Democratic model—See Figure 7.12(b). Here we use a stateful protocol between group members to distribute flow allocation (a master may still be elected for controlling flow state updates, but this is analogous to the role of the designated router in a link-state protocol). This is really an improvement on the first technique in that traffic is no longer redirected through the single master device. Each group node knows which flows to handle and which ones to discard. The downside is that all traffic needs to be seen by all members of the cluster.

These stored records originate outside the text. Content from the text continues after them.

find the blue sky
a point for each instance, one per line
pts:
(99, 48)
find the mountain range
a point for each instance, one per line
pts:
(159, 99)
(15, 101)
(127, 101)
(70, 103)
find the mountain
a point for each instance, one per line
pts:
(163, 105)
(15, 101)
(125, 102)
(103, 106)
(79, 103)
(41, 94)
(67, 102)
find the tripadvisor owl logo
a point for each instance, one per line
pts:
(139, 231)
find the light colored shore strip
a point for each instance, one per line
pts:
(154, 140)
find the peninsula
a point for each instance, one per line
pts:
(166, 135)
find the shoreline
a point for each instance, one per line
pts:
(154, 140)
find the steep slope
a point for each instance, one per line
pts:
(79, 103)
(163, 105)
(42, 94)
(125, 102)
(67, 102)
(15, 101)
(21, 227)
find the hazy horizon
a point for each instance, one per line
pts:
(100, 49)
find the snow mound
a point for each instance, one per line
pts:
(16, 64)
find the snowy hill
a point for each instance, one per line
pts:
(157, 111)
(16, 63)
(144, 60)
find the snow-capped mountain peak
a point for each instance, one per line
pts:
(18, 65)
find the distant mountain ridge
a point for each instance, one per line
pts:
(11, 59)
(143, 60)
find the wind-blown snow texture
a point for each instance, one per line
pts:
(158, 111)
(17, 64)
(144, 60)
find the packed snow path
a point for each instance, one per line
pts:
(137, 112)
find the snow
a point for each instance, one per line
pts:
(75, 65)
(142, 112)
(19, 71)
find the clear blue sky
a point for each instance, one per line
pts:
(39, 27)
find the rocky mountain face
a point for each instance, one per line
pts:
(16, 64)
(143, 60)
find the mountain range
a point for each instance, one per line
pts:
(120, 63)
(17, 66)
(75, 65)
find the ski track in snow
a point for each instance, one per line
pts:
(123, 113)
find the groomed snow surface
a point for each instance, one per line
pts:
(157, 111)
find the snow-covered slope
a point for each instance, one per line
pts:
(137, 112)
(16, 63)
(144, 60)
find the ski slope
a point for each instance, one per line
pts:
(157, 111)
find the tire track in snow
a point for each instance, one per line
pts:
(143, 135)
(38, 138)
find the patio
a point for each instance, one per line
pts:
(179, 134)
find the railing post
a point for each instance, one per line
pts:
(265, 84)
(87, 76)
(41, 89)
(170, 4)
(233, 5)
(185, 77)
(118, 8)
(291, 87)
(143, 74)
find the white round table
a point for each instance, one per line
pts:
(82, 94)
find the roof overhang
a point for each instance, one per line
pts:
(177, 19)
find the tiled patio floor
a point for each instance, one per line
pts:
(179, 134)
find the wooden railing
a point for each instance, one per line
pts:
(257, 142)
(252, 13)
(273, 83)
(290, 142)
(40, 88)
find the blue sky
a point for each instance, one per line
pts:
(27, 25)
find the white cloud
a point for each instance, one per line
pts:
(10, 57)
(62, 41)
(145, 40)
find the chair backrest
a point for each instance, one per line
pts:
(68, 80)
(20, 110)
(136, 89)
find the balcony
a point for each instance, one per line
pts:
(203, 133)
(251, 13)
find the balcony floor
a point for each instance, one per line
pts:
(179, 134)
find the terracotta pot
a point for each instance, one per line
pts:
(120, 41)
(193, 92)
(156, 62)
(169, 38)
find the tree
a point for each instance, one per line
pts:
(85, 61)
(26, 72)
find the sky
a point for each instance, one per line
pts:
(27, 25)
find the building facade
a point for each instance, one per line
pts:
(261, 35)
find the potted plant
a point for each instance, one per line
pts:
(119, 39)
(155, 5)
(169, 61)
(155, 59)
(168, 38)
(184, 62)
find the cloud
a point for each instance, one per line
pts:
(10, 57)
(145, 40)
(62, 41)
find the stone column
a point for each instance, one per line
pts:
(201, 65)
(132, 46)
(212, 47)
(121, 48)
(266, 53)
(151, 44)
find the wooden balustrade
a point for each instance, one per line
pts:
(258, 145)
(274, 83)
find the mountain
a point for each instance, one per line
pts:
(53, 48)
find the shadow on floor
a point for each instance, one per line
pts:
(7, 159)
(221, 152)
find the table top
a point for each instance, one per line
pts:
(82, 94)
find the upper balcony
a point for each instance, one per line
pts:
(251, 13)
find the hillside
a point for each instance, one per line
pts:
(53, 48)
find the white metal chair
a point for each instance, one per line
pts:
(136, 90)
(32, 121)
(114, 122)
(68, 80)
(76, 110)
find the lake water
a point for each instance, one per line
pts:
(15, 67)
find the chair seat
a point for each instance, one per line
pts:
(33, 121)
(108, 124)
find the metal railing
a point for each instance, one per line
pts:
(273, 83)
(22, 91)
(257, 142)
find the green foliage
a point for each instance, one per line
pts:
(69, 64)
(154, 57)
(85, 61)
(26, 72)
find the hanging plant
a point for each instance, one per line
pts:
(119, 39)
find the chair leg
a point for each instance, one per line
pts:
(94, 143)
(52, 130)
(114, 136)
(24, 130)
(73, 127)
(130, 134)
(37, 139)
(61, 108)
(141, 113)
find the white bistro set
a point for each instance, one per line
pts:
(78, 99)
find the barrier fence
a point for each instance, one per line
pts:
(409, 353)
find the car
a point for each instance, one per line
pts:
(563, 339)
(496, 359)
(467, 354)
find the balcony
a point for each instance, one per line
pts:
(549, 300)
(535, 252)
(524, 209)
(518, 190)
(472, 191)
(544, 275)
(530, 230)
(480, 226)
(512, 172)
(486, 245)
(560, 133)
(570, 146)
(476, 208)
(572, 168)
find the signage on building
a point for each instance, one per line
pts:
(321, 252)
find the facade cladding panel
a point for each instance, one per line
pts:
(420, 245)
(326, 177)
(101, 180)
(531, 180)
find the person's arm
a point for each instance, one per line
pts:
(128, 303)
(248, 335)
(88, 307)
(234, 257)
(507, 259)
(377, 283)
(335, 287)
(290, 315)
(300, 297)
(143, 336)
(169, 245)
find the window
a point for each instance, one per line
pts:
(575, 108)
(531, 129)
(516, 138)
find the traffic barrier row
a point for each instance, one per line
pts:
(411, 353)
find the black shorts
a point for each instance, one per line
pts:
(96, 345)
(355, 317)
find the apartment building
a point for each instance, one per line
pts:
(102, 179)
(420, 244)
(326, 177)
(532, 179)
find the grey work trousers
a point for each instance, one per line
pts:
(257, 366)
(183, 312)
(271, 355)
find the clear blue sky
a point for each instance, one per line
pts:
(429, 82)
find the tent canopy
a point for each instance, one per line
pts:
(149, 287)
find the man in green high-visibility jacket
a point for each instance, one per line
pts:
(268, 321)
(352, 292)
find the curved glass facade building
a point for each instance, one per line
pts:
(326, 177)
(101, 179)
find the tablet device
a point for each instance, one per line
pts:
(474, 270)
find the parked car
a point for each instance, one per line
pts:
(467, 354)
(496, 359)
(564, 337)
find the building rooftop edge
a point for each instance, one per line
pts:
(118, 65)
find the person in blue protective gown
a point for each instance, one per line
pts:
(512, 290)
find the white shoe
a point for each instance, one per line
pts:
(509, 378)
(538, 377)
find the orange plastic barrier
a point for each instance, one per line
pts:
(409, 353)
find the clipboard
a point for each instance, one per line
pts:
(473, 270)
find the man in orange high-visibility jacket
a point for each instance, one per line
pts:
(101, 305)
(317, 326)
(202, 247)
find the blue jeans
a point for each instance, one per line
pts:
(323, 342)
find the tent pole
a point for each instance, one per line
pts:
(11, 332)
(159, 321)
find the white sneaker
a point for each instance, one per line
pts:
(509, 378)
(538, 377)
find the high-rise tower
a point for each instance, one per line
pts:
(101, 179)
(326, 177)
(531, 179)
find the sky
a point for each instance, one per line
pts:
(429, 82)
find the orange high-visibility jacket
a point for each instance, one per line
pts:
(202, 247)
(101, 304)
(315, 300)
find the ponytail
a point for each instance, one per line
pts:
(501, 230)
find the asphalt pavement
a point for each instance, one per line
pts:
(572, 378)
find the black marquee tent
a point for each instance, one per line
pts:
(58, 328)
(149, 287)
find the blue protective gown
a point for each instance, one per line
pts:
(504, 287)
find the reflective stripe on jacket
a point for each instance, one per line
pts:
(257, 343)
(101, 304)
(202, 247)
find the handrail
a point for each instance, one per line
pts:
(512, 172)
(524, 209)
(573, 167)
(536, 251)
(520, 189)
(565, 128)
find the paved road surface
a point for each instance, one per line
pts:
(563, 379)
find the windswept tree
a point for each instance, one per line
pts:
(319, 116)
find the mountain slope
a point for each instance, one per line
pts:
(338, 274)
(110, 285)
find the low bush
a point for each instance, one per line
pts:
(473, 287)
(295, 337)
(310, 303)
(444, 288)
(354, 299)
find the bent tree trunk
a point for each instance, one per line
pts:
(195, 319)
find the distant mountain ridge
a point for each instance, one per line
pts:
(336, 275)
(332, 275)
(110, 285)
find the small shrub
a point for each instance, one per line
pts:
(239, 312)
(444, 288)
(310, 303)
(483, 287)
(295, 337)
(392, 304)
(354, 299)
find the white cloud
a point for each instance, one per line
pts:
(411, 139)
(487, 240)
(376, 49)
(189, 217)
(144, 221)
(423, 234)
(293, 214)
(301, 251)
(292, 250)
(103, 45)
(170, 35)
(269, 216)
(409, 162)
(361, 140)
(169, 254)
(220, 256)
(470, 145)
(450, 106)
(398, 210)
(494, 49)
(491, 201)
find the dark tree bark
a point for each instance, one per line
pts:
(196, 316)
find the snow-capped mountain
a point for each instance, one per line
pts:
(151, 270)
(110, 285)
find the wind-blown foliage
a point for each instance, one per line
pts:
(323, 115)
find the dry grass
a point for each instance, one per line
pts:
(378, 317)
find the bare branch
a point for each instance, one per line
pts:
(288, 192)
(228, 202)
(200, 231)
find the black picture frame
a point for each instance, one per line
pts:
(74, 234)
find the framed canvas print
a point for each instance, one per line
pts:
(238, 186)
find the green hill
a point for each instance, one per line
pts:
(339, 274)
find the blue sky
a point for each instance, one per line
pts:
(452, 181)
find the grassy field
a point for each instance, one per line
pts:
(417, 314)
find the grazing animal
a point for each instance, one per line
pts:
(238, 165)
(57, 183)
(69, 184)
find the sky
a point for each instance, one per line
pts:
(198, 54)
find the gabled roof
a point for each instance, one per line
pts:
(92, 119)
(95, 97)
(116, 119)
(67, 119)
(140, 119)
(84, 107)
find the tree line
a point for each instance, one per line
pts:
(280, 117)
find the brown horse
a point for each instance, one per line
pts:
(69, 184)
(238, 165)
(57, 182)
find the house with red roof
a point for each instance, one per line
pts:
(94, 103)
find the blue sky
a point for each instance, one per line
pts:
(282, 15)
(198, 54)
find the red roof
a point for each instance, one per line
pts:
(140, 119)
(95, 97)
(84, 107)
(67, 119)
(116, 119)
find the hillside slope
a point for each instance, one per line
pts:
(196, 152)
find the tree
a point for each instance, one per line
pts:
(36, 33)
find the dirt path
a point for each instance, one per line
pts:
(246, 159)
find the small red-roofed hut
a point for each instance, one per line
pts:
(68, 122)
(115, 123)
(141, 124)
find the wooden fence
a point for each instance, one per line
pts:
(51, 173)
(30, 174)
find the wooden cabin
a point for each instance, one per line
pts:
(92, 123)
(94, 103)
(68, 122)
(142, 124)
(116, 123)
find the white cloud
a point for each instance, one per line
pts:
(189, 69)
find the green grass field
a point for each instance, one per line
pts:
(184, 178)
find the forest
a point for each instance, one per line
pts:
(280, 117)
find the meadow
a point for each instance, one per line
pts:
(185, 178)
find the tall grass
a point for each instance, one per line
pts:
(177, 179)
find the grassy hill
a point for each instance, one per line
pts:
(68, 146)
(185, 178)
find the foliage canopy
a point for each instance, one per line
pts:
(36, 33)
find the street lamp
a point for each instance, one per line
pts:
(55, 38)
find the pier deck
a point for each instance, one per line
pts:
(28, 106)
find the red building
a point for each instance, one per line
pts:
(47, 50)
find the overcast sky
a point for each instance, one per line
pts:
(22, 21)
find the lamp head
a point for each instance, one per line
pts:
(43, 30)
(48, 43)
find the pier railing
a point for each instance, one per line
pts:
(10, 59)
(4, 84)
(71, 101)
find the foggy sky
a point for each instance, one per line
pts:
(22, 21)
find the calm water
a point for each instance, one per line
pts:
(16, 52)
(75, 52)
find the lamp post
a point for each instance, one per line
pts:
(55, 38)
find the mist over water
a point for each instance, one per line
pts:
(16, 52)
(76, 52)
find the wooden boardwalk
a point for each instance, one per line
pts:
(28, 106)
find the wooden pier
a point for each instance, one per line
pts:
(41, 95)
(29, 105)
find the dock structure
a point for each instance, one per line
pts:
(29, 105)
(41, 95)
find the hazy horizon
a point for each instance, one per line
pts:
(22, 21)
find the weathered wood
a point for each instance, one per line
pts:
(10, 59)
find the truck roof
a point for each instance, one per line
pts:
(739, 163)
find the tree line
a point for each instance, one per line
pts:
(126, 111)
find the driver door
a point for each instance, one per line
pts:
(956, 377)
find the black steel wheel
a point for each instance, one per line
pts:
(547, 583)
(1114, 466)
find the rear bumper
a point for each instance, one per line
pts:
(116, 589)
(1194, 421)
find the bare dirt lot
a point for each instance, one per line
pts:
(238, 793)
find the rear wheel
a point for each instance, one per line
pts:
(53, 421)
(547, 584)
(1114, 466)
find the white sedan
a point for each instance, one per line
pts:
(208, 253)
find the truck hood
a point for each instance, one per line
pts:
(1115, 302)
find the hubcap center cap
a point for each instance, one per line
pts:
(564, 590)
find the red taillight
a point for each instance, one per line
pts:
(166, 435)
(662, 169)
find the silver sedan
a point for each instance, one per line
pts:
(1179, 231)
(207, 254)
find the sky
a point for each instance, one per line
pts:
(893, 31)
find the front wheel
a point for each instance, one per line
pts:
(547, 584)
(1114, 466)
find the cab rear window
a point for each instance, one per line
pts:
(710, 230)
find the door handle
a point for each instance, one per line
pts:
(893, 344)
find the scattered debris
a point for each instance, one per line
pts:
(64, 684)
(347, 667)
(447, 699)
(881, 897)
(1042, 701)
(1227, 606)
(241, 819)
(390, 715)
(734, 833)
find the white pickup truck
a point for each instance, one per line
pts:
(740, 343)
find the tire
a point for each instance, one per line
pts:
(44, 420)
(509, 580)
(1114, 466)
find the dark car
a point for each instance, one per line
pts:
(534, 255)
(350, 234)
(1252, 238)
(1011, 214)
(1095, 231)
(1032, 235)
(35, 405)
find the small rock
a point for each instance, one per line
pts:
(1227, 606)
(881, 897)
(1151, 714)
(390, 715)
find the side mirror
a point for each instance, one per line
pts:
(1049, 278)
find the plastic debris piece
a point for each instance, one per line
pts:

Figure 7.12: Distributing flows using hashing techniques. Here, four flows (A, B, C, and D) are fed into the cluster. (a) An autocratic model, where a master (MI) is elected and performs flow distribution at the ingress port. (b) A democratic model, where each node is aware of the flow states being handled by other members of the cluster.
At first it may seem that the autocratic method adds little value, since we need to process and classify all incoming traffic at the master in order to decide how to distribute it. However, consider a device such as a firewall or VPN termination node. These devices perform significant packet processing functions (particularly if high-speed encryption is required for thousands of concurrent sessions). For this class of device, simply classifying and bouncing incoming traffic between cluster nodes is a negligible overhead in terms of this overall processing requirement.
In either model it is important that the algorithm handle cluster node introduction and removal dynamically. This is a fundamental requirement, since we need to deal gracefully with a cluster member malfunction (including failure of a master), so as not to cause major disruption to the whole group. For applications such as VPN, stateful firewalls, or transaction processing, it is also highly desirable that flows be switched transparently in the event of a failure, so that sessions remain alive regardless. For these applications it may also be desirable that flows be handled symmetrically, so that send and return flows for each individual application session are routed through the same cluster node. We have also assumed so far that nodes in the cluster have equivalent resources (processor speed, memory size, etc.). With either model, more sophisticated algorithms may allow nodes to be mixed, with the flow allocation reflecting any differences in processing capability. Note that in both designs a single switch is used on either side of the cluster; in practice, this could be deployed as multiple switches for scalability and high availability.